VarCorr(correlations1)$residual__$cov[1, , "negemot"] %>% round(digits = 3)
## Estimate Est.Error Q2.5 Q97.5
## 2.341 0.116 2.126 2.578
VarCorr(correlations1)$residual__$cov[2, , "age"] %>% round(digits = 3)
## Estimate Est.Error Q2.5 Q97.5
## 267.775 13.017 243.525 294.496
VarCorr(correlations1)$residual__$cov[3, , "negemotxage"] %>% round(digits = 3)
## Estimate Est.Error Q2.5 Q97.5
## 9496.592 460.872 8622.952 10431.460
And if you’re like totally lost with all this indexing, you might execute VarCorr(correlations1) %>% str()
and spend a little time looking at what VarCorr()
returns.
On page 309, Hayes explained why the OLS variance for \(b_{3}\) is unaffected by mean centering. The story was similar for our HMC model, too:
fixef(model1)["negemot:age", "Est.Error"]
## [1] 0.001609585
fixef(model2)["negemot_c:age_c", "Est.Error"]
## [1] 0.001554206
For more details, you might also see the 28.11. Standardizing Predictors and Outputs subsection of the Stan Modeling Language User’s Guide and Reference Manual, 2.17.0–Stan, of course, being the computational engine underneath our brms hood.

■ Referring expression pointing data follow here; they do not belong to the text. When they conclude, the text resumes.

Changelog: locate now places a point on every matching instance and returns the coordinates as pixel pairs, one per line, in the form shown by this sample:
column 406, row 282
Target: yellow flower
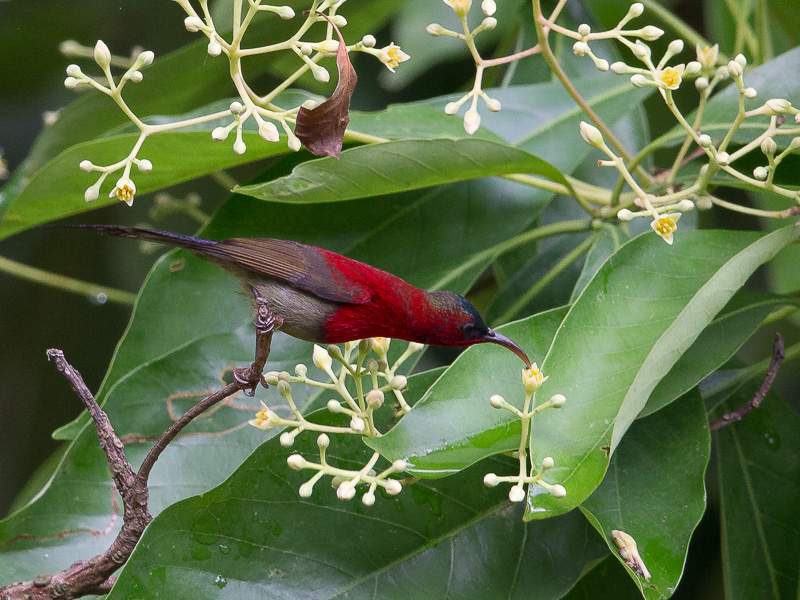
column 707, row 56
column 532, row 378
column 125, row 190
column 665, row 225
column 671, row 77
column 460, row 7
column 392, row 56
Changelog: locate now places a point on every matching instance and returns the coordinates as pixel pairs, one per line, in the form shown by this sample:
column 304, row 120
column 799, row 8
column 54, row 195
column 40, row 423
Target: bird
column 324, row 297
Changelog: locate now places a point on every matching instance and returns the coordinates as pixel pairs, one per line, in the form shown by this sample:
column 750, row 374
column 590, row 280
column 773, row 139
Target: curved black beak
column 498, row 338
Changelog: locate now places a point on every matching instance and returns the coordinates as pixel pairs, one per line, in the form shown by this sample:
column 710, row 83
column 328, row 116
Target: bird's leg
column 266, row 323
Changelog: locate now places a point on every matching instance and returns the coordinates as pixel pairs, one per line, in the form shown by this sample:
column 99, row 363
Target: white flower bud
column 491, row 480
column 768, row 146
column 320, row 74
column 193, row 24
column 346, row 491
column 102, row 55
column 218, row 134
column 591, row 135
column 493, row 105
column 516, row 493
column 375, row 398
column 328, row 46
column 704, row 203
column 146, row 58
column 675, row 47
column 214, row 49
column 321, row 358
column 777, row 106
column 451, row 108
column 434, row 29
column 580, row 48
column 92, row 193
column 693, row 68
column 650, row 33
column 393, row 487
column 472, row 121
column 296, row 462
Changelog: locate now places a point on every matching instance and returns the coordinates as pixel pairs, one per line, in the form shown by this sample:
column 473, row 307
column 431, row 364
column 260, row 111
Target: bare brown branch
column 778, row 354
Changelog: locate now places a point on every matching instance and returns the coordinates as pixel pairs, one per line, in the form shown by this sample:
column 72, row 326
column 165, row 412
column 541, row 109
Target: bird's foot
column 266, row 322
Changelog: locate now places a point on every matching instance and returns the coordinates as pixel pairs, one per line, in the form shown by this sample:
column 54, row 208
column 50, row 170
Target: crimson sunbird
column 328, row 298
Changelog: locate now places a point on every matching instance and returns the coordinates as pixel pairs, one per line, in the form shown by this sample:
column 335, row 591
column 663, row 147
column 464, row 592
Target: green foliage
column 648, row 341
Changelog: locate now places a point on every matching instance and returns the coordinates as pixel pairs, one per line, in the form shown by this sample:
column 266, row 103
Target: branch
column 93, row 577
column 778, row 354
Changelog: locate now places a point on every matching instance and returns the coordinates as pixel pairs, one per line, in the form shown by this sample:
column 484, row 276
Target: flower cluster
column 532, row 379
column 372, row 379
column 269, row 117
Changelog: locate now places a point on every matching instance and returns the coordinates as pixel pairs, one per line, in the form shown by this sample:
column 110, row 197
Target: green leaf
column 759, row 471
column 255, row 537
column 640, row 312
column 723, row 337
column 391, row 167
column 654, row 491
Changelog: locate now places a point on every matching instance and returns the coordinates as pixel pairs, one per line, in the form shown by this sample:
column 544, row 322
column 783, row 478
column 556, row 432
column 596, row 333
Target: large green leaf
column 731, row 328
column 654, row 491
column 759, row 480
column 642, row 310
column 391, row 167
column 255, row 537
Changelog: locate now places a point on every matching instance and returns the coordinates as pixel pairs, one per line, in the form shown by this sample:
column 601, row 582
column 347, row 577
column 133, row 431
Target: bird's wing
column 299, row 265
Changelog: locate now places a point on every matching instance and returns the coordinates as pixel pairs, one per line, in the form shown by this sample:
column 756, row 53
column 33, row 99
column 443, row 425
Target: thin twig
column 778, row 354
column 94, row 577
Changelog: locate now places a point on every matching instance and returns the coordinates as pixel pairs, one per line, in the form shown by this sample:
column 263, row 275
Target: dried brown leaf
column 321, row 129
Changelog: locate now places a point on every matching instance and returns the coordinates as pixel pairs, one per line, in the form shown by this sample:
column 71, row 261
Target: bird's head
column 468, row 327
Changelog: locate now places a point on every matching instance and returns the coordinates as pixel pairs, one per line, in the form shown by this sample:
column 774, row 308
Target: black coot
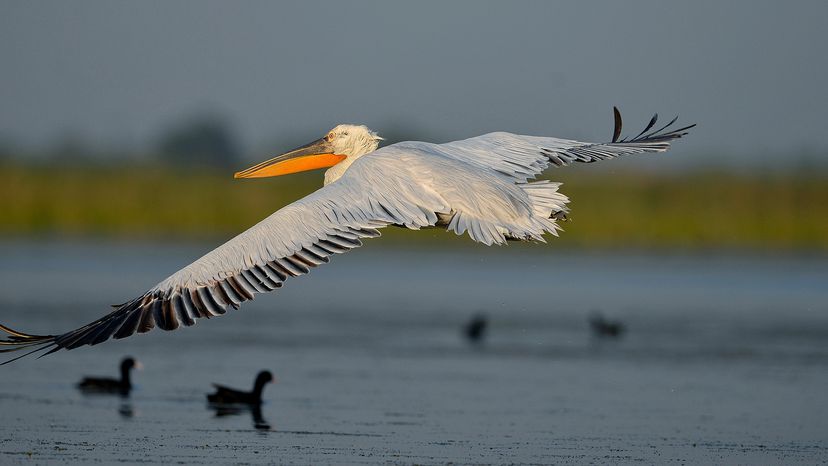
column 120, row 386
column 225, row 395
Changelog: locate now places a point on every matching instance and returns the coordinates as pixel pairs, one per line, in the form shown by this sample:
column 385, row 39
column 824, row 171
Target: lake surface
column 725, row 360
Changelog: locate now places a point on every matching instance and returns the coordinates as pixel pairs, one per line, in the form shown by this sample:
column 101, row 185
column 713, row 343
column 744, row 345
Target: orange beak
column 318, row 154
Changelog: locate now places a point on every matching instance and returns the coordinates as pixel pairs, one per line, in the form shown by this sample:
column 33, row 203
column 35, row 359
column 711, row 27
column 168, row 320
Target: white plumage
column 478, row 186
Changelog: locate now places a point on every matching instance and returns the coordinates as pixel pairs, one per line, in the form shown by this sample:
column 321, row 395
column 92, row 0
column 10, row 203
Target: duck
column 225, row 395
column 475, row 329
column 120, row 386
column 605, row 328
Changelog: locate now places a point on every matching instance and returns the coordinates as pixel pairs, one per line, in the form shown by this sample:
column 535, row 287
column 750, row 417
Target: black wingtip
column 617, row 130
column 20, row 341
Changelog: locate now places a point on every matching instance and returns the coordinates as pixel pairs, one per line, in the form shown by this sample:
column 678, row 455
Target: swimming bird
column 484, row 187
column 475, row 329
column 226, row 395
column 603, row 327
column 120, row 386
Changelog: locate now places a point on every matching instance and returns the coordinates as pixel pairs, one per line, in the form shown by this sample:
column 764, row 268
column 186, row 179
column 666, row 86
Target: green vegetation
column 697, row 210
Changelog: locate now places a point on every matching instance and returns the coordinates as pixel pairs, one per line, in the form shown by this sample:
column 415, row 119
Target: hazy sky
column 753, row 74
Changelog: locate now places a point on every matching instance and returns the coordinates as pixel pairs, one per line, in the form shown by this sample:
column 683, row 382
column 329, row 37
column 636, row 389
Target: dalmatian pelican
column 482, row 186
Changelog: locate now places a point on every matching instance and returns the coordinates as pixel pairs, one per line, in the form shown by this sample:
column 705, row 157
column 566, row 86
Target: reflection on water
column 723, row 358
column 126, row 410
column 255, row 412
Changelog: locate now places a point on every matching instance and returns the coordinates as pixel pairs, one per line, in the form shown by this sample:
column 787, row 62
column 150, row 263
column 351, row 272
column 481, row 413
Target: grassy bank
column 697, row 210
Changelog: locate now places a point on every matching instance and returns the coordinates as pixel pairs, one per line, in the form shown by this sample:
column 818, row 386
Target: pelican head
column 339, row 149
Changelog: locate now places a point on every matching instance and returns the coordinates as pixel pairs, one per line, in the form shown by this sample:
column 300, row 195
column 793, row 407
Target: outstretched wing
column 286, row 244
column 525, row 157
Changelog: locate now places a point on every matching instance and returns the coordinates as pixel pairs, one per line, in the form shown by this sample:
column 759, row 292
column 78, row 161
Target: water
column 725, row 360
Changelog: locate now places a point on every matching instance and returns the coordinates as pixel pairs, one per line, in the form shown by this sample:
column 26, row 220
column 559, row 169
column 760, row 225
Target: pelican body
column 483, row 187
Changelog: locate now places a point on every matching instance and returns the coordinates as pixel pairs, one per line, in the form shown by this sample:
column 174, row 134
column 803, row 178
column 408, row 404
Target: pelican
column 483, row 186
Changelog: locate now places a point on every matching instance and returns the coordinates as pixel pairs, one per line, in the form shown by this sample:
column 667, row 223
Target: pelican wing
column 288, row 243
column 525, row 157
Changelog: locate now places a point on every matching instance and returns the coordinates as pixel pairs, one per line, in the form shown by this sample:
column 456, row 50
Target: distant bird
column 481, row 186
column 603, row 327
column 120, row 386
column 229, row 396
column 475, row 329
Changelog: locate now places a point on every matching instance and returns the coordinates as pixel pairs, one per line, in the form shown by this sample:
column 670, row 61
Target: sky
column 752, row 74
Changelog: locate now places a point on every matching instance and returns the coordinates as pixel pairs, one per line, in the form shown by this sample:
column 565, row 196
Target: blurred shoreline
column 696, row 210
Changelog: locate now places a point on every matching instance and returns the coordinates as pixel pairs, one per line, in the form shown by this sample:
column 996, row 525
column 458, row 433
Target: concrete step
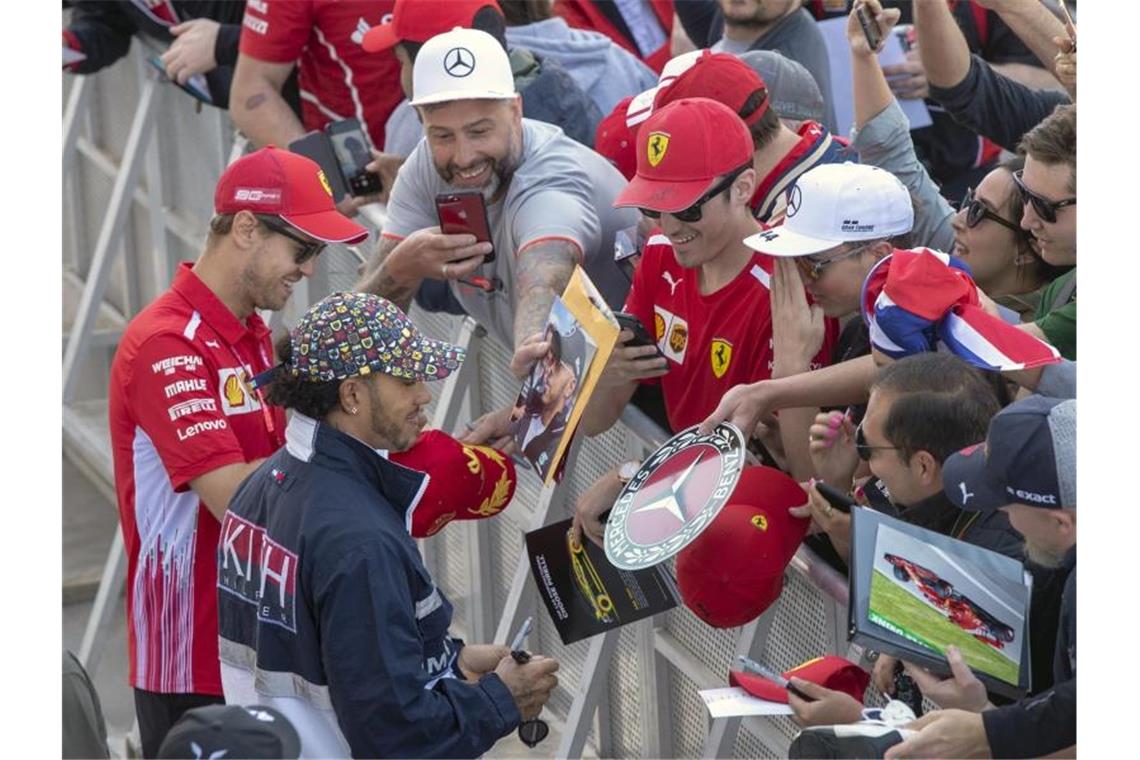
column 108, row 323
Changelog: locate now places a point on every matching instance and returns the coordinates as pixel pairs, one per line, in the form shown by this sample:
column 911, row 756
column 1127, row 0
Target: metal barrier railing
column 629, row 693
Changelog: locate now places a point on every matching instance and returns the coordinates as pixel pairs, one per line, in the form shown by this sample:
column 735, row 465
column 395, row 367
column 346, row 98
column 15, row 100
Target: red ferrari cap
column 466, row 482
column 828, row 671
column 734, row 570
column 721, row 76
column 293, row 187
column 418, row 21
column 616, row 141
column 682, row 149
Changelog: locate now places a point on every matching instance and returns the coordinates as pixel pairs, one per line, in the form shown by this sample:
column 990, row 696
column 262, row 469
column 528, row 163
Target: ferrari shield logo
column 721, row 354
column 675, row 496
column 656, row 147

9.1.2 The effect of mean-centering on \(b_{1}\), \(b_{2}\), and their standard errors posterior \(SD\)s.
If you only care about posterior means, you can reproduce the results at the bottom of page 310 like:
fixef(model1)["negemot", 1] +
fixef(model1)["negemot:age", 1]*mean(glbwarm$age)
## [1] 0.5009198
But we’re proper Bayesians and like a summary of the spread in the posterior. So we’ll evoke posterior_samples()
and the other usual steps.
post <- posterior_samples(model1)
post %>%
transmute(our_contidional_effect_given_W_bar = b_negemot + `b_negemot:age`*mean(glbwarm$age)) %>%
summarize(mean = mean(our_contidional_effect_given_W_bar),
sd = sd(our_contidional_effect_given_W_bar)) %>%
round(digits = 3)
## mean sd
## 1 0.501 0.025
And note how the standard error Hayes computed at the top of page 311 corresponds nicely with the posterior \(SD\) we just computed. Hayes employed a fancy formula; we just used sd()
.
9.1.3 The centering option in PROCESS.
I’m not aware of a similar function in brms. You’ll have to use your data wrangling skills.